Baji Nadira left her job and kept busy by looking after her house and her husband. She was especially eager to keep their front door clean, as well as the pavement and the windows, and she was anxious about the sheds and birdcages in their garden. I loved her Kurdish clothing for its beautiful colours; I loved her dances and her Kurdish songs at celebrations.
Nargus! Owei, narcissus, so lovely and so high
Owei, nargus! The mountaintop, the blooming narcissus
Early one morning, a few days after Nadia and I had been inside their house, Baji woke up, packed a suitcase and travelled to her family in their mountain village. No news came of her at all after that visit, and when someone in the neighbourhood asked Uncle Shawkat the reason for her disappearance, he sometimes said she was sick, and sometimes that her mother had died. As time went on, he learned to live by himself, and people got used to forgetting about Baji Nadira.

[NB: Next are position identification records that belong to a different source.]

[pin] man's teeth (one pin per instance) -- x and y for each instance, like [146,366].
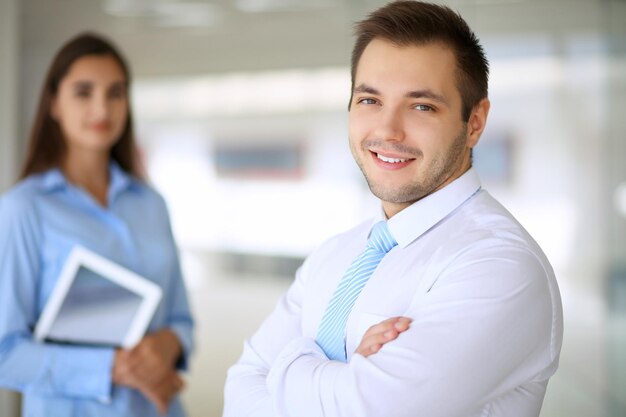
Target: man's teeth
[391,160]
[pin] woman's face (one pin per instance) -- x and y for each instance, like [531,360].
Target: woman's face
[91,105]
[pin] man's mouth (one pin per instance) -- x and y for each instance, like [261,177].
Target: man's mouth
[390,160]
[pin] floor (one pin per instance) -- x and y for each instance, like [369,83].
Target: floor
[591,379]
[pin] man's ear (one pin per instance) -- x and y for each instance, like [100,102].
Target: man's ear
[477,122]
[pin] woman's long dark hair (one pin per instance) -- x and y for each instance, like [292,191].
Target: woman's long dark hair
[47,145]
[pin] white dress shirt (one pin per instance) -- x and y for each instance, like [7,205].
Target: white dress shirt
[485,337]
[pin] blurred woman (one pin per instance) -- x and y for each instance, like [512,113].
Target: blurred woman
[81,184]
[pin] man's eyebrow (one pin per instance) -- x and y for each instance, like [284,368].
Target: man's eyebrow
[427,94]
[364,88]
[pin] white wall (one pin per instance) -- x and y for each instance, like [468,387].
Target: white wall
[9,38]
[9,41]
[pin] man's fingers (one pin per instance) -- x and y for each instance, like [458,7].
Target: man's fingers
[379,334]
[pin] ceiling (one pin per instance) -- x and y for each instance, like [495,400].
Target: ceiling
[170,37]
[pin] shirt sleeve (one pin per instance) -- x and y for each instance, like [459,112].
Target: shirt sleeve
[26,365]
[245,392]
[486,327]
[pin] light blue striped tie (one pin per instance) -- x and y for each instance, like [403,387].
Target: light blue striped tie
[330,335]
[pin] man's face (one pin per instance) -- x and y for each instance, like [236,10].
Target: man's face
[405,126]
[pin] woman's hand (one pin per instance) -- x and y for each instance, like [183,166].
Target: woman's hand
[379,334]
[149,367]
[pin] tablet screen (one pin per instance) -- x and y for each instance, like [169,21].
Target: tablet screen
[95,310]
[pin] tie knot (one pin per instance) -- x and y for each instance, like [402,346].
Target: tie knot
[380,238]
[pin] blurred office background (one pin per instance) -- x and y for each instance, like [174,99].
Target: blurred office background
[240,109]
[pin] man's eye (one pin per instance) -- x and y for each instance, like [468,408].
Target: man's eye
[423,107]
[82,93]
[367,101]
[117,93]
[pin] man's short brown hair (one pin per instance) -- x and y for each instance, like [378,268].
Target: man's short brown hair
[409,22]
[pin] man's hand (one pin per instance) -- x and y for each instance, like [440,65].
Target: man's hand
[379,334]
[150,368]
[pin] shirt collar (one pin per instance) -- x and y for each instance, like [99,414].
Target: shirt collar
[419,217]
[120,181]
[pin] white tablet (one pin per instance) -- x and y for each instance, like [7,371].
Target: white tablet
[98,302]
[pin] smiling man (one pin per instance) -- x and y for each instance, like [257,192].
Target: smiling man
[443,306]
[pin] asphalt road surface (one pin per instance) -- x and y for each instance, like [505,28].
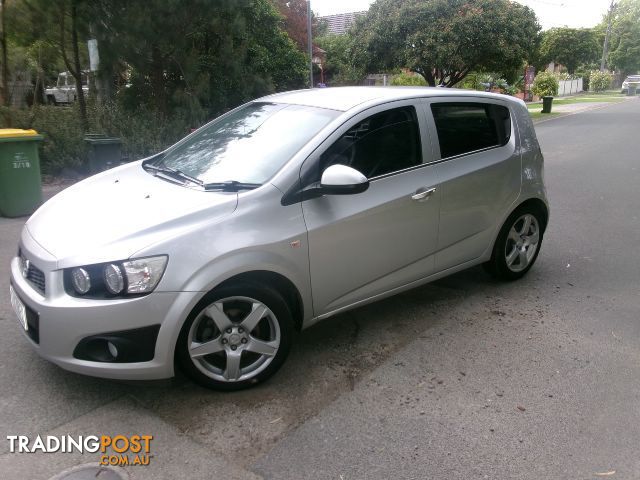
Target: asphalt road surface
[464,378]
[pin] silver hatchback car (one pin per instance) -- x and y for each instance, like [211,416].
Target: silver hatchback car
[278,214]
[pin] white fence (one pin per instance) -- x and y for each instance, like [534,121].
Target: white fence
[569,87]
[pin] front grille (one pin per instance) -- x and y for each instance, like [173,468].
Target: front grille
[32,274]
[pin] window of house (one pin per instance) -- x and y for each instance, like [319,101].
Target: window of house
[468,127]
[383,143]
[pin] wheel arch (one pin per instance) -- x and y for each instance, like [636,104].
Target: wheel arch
[537,204]
[278,282]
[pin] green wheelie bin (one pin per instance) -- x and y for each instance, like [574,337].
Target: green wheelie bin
[20,183]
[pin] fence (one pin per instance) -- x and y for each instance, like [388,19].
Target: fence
[569,87]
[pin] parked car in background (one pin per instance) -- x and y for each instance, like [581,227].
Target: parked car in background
[631,81]
[64,91]
[281,213]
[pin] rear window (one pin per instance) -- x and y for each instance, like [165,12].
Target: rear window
[470,126]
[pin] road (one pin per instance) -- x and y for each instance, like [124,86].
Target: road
[464,378]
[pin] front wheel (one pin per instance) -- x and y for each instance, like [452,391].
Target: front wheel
[236,336]
[518,244]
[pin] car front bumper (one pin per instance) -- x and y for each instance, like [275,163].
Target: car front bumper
[63,321]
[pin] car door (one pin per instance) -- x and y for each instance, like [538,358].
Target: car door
[479,171]
[365,244]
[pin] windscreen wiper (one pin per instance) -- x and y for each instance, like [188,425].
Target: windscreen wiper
[172,173]
[230,186]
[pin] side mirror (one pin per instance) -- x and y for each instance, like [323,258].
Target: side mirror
[336,180]
[342,180]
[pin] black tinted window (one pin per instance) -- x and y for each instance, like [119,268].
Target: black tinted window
[467,127]
[383,143]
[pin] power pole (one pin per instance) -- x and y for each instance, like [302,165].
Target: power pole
[309,42]
[605,48]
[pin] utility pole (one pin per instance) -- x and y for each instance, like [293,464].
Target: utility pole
[605,48]
[309,42]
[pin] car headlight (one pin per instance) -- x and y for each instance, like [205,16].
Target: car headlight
[137,276]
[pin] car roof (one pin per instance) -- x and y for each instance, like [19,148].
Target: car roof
[346,98]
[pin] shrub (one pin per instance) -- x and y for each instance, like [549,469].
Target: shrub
[142,131]
[408,80]
[545,84]
[599,81]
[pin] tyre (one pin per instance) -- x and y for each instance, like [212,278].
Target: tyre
[236,337]
[518,244]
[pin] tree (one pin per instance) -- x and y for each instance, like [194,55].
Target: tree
[443,40]
[625,39]
[197,57]
[571,47]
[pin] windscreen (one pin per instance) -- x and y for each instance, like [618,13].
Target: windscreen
[249,145]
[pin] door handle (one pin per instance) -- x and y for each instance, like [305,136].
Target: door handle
[423,195]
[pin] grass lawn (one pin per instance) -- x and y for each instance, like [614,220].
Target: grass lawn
[608,97]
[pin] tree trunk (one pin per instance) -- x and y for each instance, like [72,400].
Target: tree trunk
[157,81]
[4,92]
[78,69]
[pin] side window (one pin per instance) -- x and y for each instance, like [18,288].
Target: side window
[467,127]
[383,143]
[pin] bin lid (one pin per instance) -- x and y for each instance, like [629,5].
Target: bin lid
[18,134]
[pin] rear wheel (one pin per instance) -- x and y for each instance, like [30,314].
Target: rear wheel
[236,336]
[518,244]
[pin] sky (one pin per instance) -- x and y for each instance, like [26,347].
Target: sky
[550,13]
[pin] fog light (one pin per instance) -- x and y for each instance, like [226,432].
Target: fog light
[81,280]
[113,279]
[113,350]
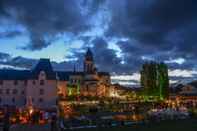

To be honest, it is not that people forgot her, but rather they got used to forgetting her absence. It was not that they forgot her as a person. There are people in the neighbourhood – indeed, in every place around the world – about whom forgetting means that we remember their absence, and this absence takes the place of their presence in our lives. Baji Nadira was one of those whom it was impossible to forget. Only a few days ago, we even dreamed she told us a new story that I will share with you when the time is right.
7
Even though I liked my school during the day, I was afraid of its ghosts at night. All the children were afraid of the school building during the night-time. During the day, they feared the head teacher.
One night, towards the end of June, we were playing in the light of a street lamp in our street. We were about to go home when Baydaa said, ‘Come on! Let’s go to the school and climb the wall.’ At first, this idea seemed strange to us, but Nadia said, ‘Yes, let’s do it! We’ll go to where the boys are playing football, and we’ll tell them that the results of the national aptitude test have been hanging on the noticeboard outside the head teacher’s office since this afternoon. Then we’ll watch them climb the wall, and we’ll run away and leave them there!’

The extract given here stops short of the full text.